2026-05-08-fix-job-queue-redis-duplicate-error-handlers

2026-05-08 — Fix: job-queue duplicate connections need 'error' listeners

Summary

Drill 02 (2026-05-08, 11:57:58Z) caught an unhandled promise rejection on a task booting with a bogus Redis URL:

[brainstormrouter] Unhandled promise rejection: ReplyError: WRONGPASS invalid username-password pair
    at parseError (/app/node_modules/.pnpm/redis-parser@3.0.0/node_modules/redis-parser/lib/parser.js:179:12)

Root cause: src/infra/job-queue.ts calls connection.duplicate() twice (once for the Queue, once per Worker) to satisfy BullMQ's maxRetriesPerRequest: null requirement.
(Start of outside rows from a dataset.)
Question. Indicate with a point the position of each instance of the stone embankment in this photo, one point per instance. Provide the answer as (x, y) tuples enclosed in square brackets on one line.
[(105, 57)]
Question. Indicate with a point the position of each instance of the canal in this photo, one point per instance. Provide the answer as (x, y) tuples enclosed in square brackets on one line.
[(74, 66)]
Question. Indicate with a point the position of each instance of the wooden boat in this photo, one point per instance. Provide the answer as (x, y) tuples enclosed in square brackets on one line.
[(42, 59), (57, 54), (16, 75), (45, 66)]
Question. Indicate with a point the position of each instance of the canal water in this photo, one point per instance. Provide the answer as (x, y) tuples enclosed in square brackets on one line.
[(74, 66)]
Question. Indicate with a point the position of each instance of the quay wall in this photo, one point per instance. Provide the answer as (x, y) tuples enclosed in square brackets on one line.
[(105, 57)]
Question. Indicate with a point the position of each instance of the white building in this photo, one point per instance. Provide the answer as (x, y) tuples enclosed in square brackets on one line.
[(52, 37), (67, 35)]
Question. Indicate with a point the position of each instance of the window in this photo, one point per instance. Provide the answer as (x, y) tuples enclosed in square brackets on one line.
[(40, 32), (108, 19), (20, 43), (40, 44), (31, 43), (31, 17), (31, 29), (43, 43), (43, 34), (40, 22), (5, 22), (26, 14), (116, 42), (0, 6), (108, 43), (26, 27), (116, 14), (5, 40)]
Each duplicate is a fresh ioredis EventEmitter and inherits options but not event listeners. With no 'error' listener, ioredis surfaces a connection-level error (e.g. WRONGPASS) as an unhandled rejection. The queue.on('error') and worker.on('error') handlers below catch BullMQ-layer errors but don't catch the underlying connection-level errors before the parser surfaces them.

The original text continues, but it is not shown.